Sunday, March 30, 2014

Reflections on 50 Years as an #ADJUNCT


‘I make a difference every day’. That is a slogan of the American Federation of teachers (AFT), and that is my goal every of my life. Who am I? I am an adjunct, a proud a dedicated adjunct, who makes a difference in the lives of students every day. I spent seven years in College becoming educated in my field so I could go out and teach others how to make the world a better place and how to have a successful career. Fortunately I was able to go to College on merit scholarships and did not have to amass a large student loan debt, as most students do today. I studied and worked hard, I read a lot, I took part in student demonstrations, and I kept up on current events. I was very optimistic and felt I was on a crusade to help change the world with a career in academia

That was fifty years ago. Today, I am a realist, and the reality is scary. While in graduate school studying History and Political Science, I taught myself accounting, figuring it would come in handy doing taxes for me and my family and friends. I never thought that I would make a living and raise a family as a controller rather than a professor. For thirty-five years I worked in private industry, while teaching one or two courses at night in a local college. When my sons were grown and married, my wife and I decided that it was now time for me to follow my real goal and go into college teaching full time. Ha! 

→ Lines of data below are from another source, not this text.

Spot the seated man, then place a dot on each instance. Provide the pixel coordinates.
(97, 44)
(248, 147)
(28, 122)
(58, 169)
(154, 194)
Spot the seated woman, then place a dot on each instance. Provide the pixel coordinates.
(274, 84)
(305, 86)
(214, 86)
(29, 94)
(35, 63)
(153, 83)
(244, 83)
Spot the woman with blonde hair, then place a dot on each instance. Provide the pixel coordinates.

What a lunatic idea to think I could make a living in that manner! It was now the late 1980’s and a new breed of college instructors had inundated academia -- ADJUNCTS. The thought of full time faculty was outrageous according to the community and four year schools. They had discovered a gold-mine in adjuncts: could hire an adjunct for one-fourth of the pay of a full timer and not give any benefits or ‘waste’ and office space.

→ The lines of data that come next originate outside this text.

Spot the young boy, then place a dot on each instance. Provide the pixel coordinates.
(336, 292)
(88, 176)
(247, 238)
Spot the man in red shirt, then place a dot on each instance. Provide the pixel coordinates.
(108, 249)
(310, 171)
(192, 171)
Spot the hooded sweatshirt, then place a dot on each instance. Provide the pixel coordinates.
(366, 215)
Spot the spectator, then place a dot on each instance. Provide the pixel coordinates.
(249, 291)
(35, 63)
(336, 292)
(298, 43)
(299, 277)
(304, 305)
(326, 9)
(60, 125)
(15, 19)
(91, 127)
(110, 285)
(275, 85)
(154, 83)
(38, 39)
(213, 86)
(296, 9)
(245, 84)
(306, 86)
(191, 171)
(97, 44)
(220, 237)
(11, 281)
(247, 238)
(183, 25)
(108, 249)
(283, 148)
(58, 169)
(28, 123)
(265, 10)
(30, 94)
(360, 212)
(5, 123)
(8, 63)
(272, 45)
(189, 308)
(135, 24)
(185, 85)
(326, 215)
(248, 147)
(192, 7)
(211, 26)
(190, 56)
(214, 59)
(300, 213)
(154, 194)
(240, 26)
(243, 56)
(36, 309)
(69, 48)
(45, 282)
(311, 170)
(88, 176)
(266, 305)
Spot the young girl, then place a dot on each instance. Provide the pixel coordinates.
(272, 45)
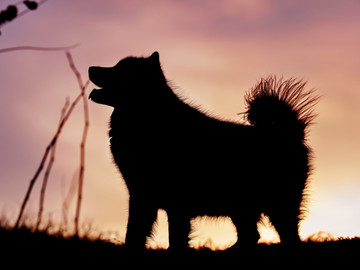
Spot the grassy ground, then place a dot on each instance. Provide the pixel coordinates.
(56, 250)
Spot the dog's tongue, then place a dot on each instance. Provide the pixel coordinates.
(94, 96)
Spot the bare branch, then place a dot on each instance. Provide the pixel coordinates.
(48, 169)
(43, 160)
(83, 141)
(35, 48)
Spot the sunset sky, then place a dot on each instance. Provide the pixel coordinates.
(212, 52)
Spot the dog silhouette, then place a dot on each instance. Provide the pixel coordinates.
(175, 157)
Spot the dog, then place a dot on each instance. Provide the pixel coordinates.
(175, 157)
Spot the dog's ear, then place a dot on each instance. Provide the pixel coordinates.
(155, 58)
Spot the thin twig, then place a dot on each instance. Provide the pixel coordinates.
(48, 169)
(83, 141)
(43, 160)
(35, 48)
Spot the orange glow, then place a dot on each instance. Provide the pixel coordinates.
(213, 52)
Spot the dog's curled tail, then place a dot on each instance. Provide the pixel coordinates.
(283, 105)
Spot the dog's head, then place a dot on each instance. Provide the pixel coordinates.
(127, 81)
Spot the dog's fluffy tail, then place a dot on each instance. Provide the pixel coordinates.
(283, 105)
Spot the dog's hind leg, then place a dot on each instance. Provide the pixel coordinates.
(246, 227)
(286, 224)
(141, 218)
(179, 230)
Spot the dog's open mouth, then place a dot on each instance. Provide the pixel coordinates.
(98, 96)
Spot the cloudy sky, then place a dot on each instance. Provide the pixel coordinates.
(213, 52)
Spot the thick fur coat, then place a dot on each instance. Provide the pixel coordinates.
(174, 157)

My life changed in 1988 and I soon became a full time adjunct. No, that is not an oxymoron. I began to make a living grabbing whatever classes I could at whatever colleges had openings. For 27 years I have been a ‘roads scholar’ traveling throughout central and northern New Jersey doing what I do best and love to do- teach. I have had much satisfaction in the success of many students and I have won awards and acclaim for my work. The problem is that I am working much harder now than I did thirty years ago, and taking inflation and the cost of living into account making less money. Does that bother me? Of course, but I am hopefully making a difference in my student’s lives. Is it fair to me and my fellow adjuncts? Of course not, and I have been attempting to change things.


Many times when I am in front of a classroom teaching about our government and our Bill of Rights, I think of myself as a hypocrite. How can I tell my students what civil liberties are afforded to them in the 1st ten amendments when I do not have them as an adjunct? 

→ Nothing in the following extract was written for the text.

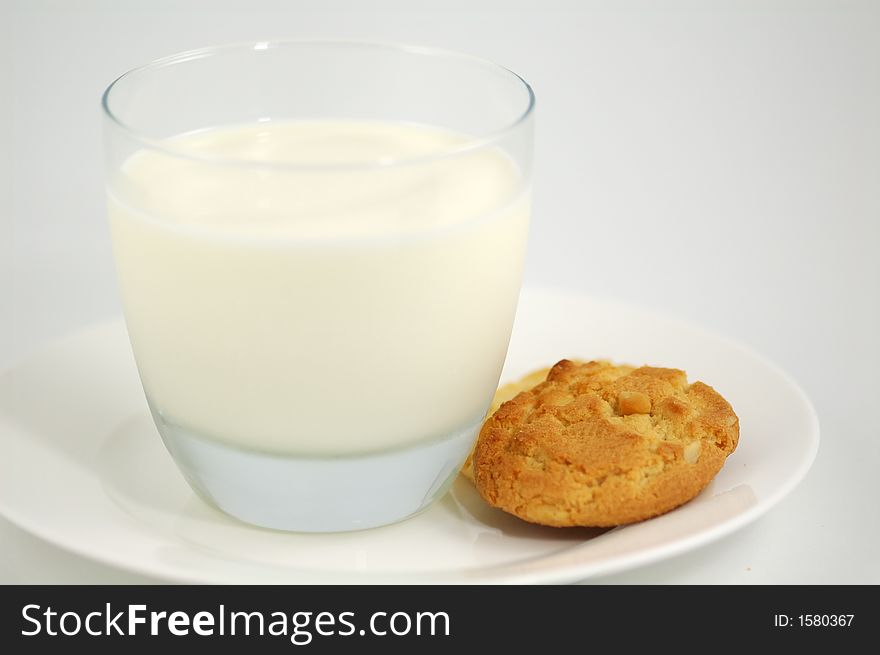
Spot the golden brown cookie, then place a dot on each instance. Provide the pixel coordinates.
(603, 445)
(504, 393)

Do I have freedom of speech? No, since I am restricted to lecture only on the material covered in the class. Do I have a right to peacefully assemble and complain to the administration? Not if I want a class next semester. Do I have freedom of press? Not if I want to put up a statement of protest on a bulletin board. Do I get a fair and speedy trial by an impartial jury when accused of doing something wrong, or am I simply admonished by the administration and found guilty unilaterally so I can be punished. Am I protected against cruel and unusual punishment? No, I will either be let go or just not brought back. That is cruel. Do I have any rights, only those that we have laboriously negotiated for in our Union contract, and they are minimal.
So, my political scientist side says, why not have an Adjunct Bill of Rights? 



Why not put together rights by the adjuncts and for the adjuncts. This is what I have been fighting for during the past 15 years, the Three R’s of adjuncting- respect, recognition and recompense. Things have gotten better but as the expression goes ‘we have a long way baby’. My generation of adjuncts is literally a ‘dying breed’, and the younger ones coming in do not seem to have the same drive. We must keep the fires burning and motivate the newcomers. We can never settle for the secondary role we are given in colleges and universities. We must continue to fight for our rights and for equity. I do not want to think that my making a difference every day did not have an effect on the future.